Luis Ini es un periodista argentino que vive hace algunos años en Madrid.
Antes vivió en Las Palmas de Gran Canaria y antes de eso en Buenos Aires, pero el 11 de septiembre de 2001 estaba en Miami, y una semana después en Nueva York.
A continuación, dos recuerdos suyos sobre aquellos días turbulentos, días en los que todos recordamos dónde estábamos y qué hacíamos.
«El martes 11, por la mañana, estaba en Miami, visitando a un amigo que no veía hacía mucho. Nos subimos a su coche y fuimos para una tienda que él tenía en las afueras. «Pero antes -me dice-, tenemos que pasar a buscar a mi empleada». Resultó ser la hermana de un famosísimo, e insuperable ex futbolista que hoy dirige una selección que antes, en algún momento, estuvo entre las mejores del mundo.
La chica, callada, se subió al asiento de atrás del coche. Callada estuvo durante el trayecto, unos veinte minutos en el que mi amigo y yo nos pusimos al día con nuestras respectivas vidas. Callada entró junto con nosotros al local, en el mismo instante en que sonaba el teléfono.

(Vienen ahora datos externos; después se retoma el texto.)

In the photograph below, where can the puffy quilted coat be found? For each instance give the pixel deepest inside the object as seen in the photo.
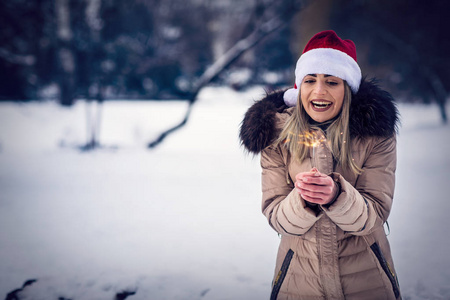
(339, 251)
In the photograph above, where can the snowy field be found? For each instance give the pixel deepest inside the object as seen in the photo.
(181, 221)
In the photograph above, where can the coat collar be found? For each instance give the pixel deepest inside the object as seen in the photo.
(372, 113)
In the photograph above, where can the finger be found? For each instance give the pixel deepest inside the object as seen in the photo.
(321, 190)
(313, 199)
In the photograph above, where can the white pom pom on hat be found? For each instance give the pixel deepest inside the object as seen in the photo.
(326, 53)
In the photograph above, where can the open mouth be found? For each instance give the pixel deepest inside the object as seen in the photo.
(320, 105)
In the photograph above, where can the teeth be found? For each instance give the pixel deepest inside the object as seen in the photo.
(321, 103)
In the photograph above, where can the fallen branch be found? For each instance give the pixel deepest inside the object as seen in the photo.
(263, 30)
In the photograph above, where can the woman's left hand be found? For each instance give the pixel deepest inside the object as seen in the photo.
(316, 187)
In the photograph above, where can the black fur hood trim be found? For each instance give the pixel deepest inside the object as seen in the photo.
(372, 113)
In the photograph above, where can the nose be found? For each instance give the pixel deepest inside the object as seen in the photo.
(320, 89)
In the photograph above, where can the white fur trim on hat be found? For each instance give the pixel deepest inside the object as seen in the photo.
(325, 61)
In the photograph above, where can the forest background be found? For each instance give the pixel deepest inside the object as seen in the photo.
(153, 49)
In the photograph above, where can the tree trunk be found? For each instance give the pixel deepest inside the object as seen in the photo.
(65, 53)
(262, 29)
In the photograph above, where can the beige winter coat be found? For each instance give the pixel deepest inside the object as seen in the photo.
(339, 252)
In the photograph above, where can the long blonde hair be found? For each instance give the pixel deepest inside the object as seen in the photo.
(298, 133)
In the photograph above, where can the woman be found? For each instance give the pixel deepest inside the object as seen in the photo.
(328, 158)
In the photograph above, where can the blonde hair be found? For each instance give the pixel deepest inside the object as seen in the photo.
(298, 134)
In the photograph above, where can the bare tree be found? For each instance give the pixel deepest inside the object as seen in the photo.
(275, 16)
(94, 103)
(65, 52)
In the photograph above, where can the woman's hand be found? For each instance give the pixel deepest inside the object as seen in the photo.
(316, 187)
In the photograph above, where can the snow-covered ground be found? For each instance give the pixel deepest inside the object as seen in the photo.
(181, 221)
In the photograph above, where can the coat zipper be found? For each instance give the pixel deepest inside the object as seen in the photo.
(387, 268)
(281, 275)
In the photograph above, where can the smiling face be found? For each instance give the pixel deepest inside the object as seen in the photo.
(322, 96)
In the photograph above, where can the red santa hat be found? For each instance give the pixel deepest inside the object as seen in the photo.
(326, 53)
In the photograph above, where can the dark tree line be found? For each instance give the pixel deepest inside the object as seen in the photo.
(104, 49)
(406, 44)
(159, 49)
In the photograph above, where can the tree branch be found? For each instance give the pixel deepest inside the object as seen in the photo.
(262, 30)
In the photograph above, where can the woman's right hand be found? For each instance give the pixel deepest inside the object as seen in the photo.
(316, 187)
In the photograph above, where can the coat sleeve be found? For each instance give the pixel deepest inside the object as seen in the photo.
(285, 210)
(361, 208)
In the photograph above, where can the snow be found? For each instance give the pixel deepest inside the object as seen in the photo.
(181, 221)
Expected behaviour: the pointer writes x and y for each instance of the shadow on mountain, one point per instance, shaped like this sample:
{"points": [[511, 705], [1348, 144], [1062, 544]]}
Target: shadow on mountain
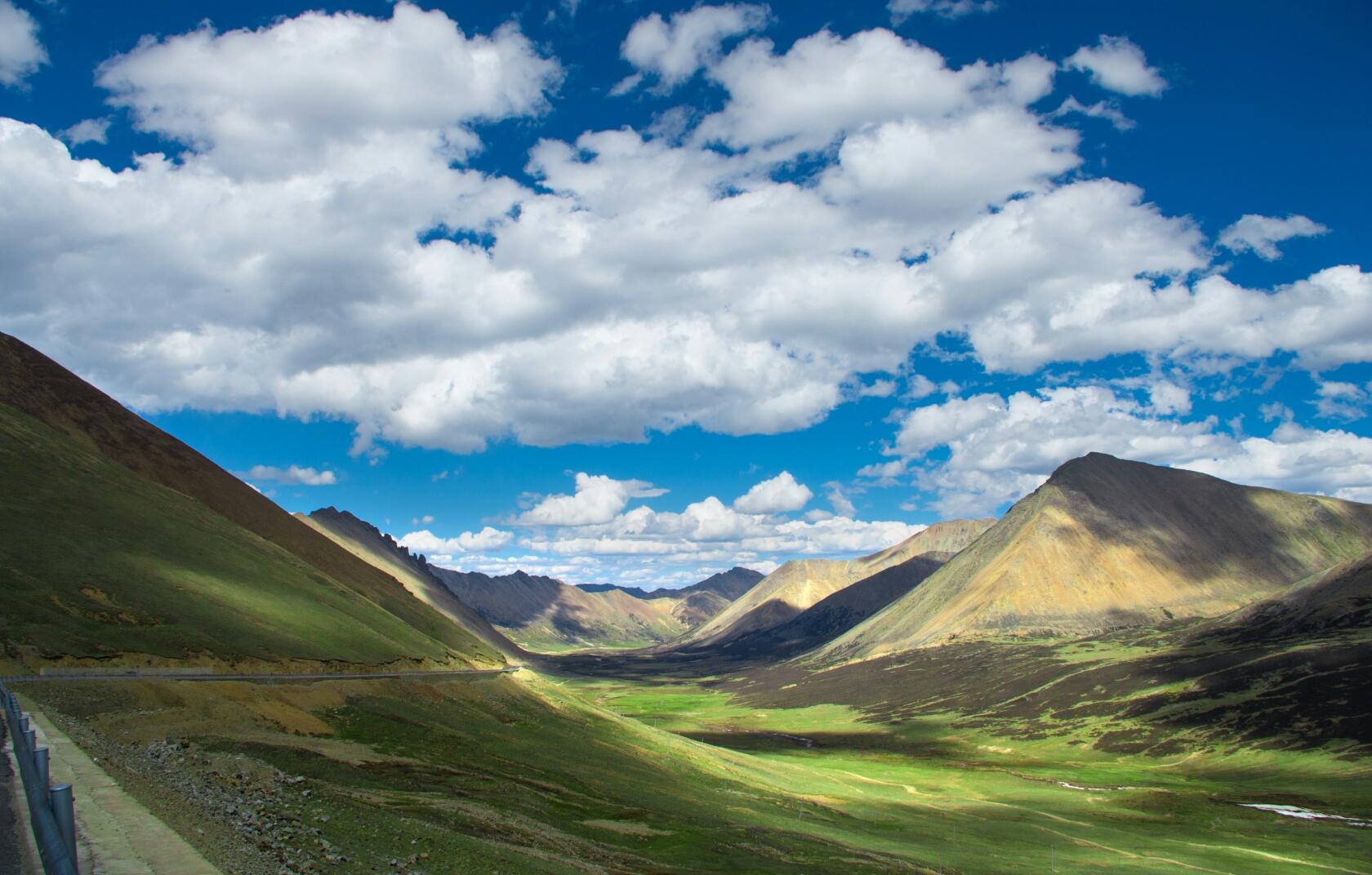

Era uno de los hermanos de mi amigo que llamaba desde Buenos Aires. “¿Qué? –oigo que le dice- ¿que un avión chocó contra una de las Torres Gemelas? ¿Y que después otro chocó contra la otra?”
A medida que lo escuchaba, mi sorpresa y consternación iban en aumento, pero de un modo incomparable cuando la silenciosa empleada suelta: “Ah, sí, antes de salir de mi casa lo estaba viendo por la tele”.
***
Llegué a Nueva York justo una semana después del 11-S. Mientras el avión se aproximaba a Manhattan, los pasajeros llenamos nuestra memoria con una imagen que apretaba el corazón. Allí, donde alguna vez hubo dos edificios considerados en su momento los más altos del mundo, estaba la fragua de una maciza, inmensa nube de humo.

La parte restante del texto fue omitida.